Pourquoi parle-t-on de « neuropathie périphérique » ?
On appelle cette pathologie une neuropathie périphérique parce qu’elle atteint les nerfs. C’est une maladie du système nerveux périphérique. Le corps est composé du système nerveux central – comprenant le cerveau et la moelle épinière –, et du système nerveux périphérique, composé de nerfs périphériques. Ces derniers innervent nos organes et nos membres. Ils permettent de transporter les informations entre le cerveau et la périphérie : leur bon fonctionnement est donc crucial. Cette neuropathie est dite périphérique, car il semblerait qu’elle touche uniquement les nerfs et donc le système nerveux périphérique. Le cerveau lui ne semble pas atteint.
Vous vous concentrez sur les vaisseaux sanguins présents dans le nerf qui forment, selon vous, une « barrière » entre le sang et le nerf. Pouvez-vous nous l’expliquer ?
Je travaille dans l’équipe d’Isabelle Brunet qui étudie les interactions entre le système vasculaire et le système nerveux. Ces interactions sont moléculaires, cellulaires et fonctionnelles. Par exemple, le système nerveux peut impacter le cœur, les vaisseaux sanguins et donc la distribution du sang dans tous les organes, mais les vaisseaux sanguins peuvent aussi impacter le système nerveux. Un nerf périphérique contient des prolongements de neurones appelés axones, qui font le lien entre le cerveau et les organes périphériques pour y transmettre les informations venant du cerveau. Il est également composé de vaisseaux sanguins, qui apportent les nutriments et l’oxygène nécessaires au bon fonctionnement du nerf. Toutefois, le rôle de ces vaisseaux ne s’arrête pas là ; ils forment une barrière très sélective entre le sang et le reste du nerf. Ils permettent le passage des molécules nutritives essentielles, tout en retenant les molécules potentiellement nocives pour le nerf comme des pathogènes ou des médicaments. Ces vaisseaux sanguins intra-nerveux permettent le maintien d’un équilibre, que l’on appelle homéostasie. Le maintien de cette homéostasie est essentiel pour le bon fonctionnement des nerfs. La moindre modification peut avoir des conséquences importantes sur la santé.

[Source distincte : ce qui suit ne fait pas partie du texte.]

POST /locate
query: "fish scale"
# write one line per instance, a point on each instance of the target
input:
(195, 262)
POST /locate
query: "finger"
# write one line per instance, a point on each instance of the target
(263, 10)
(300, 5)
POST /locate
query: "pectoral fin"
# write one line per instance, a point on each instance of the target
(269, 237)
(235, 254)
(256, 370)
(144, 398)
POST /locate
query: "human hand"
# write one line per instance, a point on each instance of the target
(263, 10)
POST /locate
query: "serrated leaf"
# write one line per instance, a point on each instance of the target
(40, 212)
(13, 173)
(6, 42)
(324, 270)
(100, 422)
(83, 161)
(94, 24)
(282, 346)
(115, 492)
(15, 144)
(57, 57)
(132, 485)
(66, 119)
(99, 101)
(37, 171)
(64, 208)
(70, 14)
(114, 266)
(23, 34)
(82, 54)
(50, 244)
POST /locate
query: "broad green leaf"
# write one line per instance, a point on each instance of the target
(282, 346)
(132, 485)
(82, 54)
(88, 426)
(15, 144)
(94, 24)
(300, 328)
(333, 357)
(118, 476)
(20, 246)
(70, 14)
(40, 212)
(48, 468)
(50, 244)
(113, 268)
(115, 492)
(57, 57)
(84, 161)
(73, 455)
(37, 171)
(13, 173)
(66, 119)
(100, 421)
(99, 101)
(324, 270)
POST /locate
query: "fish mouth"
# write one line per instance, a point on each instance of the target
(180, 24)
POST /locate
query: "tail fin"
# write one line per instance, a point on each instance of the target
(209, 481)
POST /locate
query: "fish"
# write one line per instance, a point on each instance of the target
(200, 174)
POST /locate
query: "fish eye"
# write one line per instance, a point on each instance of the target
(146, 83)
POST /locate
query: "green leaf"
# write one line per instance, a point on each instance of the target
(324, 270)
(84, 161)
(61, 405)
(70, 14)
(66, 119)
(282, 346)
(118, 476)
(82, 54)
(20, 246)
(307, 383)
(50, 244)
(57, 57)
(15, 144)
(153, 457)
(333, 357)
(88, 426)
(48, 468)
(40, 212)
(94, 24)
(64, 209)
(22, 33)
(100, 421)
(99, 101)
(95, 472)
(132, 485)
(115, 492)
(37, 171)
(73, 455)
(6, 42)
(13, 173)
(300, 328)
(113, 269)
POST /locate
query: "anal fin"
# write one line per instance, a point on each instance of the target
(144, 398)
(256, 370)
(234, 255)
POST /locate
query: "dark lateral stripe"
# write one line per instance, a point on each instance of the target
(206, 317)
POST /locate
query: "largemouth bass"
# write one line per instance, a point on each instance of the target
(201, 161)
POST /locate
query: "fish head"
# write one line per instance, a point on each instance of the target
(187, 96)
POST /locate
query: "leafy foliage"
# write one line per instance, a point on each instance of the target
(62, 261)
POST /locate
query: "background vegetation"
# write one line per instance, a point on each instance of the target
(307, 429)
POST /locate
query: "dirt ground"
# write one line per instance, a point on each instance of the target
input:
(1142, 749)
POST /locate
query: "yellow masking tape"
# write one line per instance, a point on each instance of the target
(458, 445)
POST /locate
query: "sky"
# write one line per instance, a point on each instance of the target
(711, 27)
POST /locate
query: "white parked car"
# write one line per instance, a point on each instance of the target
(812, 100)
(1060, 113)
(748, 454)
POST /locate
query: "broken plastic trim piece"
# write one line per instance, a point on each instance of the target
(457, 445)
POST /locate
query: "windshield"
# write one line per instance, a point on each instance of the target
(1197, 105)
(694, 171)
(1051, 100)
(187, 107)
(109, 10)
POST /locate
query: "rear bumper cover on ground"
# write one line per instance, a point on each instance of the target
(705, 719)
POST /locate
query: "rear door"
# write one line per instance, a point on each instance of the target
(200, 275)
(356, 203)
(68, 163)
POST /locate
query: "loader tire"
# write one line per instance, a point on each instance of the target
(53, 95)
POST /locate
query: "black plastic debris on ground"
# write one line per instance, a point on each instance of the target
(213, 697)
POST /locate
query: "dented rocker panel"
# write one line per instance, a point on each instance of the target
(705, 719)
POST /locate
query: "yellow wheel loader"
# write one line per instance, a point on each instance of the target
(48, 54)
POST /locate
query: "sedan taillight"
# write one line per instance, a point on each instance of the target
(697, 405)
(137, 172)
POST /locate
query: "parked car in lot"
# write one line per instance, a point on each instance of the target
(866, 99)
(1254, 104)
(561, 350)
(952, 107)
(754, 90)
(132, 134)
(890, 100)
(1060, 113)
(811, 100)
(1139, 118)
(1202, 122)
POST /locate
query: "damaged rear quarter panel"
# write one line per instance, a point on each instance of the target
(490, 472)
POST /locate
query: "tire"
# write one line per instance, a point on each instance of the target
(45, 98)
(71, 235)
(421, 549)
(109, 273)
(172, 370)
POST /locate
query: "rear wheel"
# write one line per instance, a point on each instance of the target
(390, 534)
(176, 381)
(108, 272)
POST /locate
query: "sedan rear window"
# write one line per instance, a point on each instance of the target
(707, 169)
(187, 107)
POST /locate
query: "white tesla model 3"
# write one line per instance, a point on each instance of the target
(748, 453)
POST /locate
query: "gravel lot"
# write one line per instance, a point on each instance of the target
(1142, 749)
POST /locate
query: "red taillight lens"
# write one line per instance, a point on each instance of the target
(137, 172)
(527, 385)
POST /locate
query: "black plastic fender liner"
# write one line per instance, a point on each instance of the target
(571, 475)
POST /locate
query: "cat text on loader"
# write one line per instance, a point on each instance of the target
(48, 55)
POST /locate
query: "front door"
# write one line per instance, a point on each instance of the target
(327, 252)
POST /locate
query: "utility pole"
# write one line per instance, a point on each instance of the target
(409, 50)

On pourrait imaginer que l’oxaliplatine traverse cette barrière et atteigne le nerf…
Nous travaillons sur plusieurs hypothèses. Puisqu’il est administré directement dans le sang, le traitement de chimiothérapie pourrait passer du sang vers le nerf grâce à des transporteurs et y causer des problèmes. Il pourrait aussi abîmer ces vaisseaux sanguins et laisser passer des molécules indésirables. Cependant, en observant le modèle sur lequel nous travaillons, nous remarquons que les vaisseaux sanguins ne sont visiblement pas impactés, la vascularisation dans le nerf semble bonne et la barrière est globalement intacte. C’est pour ces raisons que nous privilégions l’hypothèse d’un problème de débit sanguin. Les vaisseaux sont dotés d’une activité contractile, soit ils se contractent, soit ils se dilatent, et le sang circule plus ou moins vite. Ceci influence directement le niveau d’oxygénation du nerf. Nous pensons que l’oxaliplatine pourrait avoir un effet sur cette activité et donc sur le niveau d’oxygène dans le nerf. Pour le moment, notre objectif est de déterminer si l’oxaliplatine engendre une vasoconstriction qui limiterait les échanges comme nos résultats le suggèrent. Le nerf, recevant moins d’oxygène et de nutriments, ne fonctionnerait plus normalement, ce qui pourrait provoquer ces effets indésirables.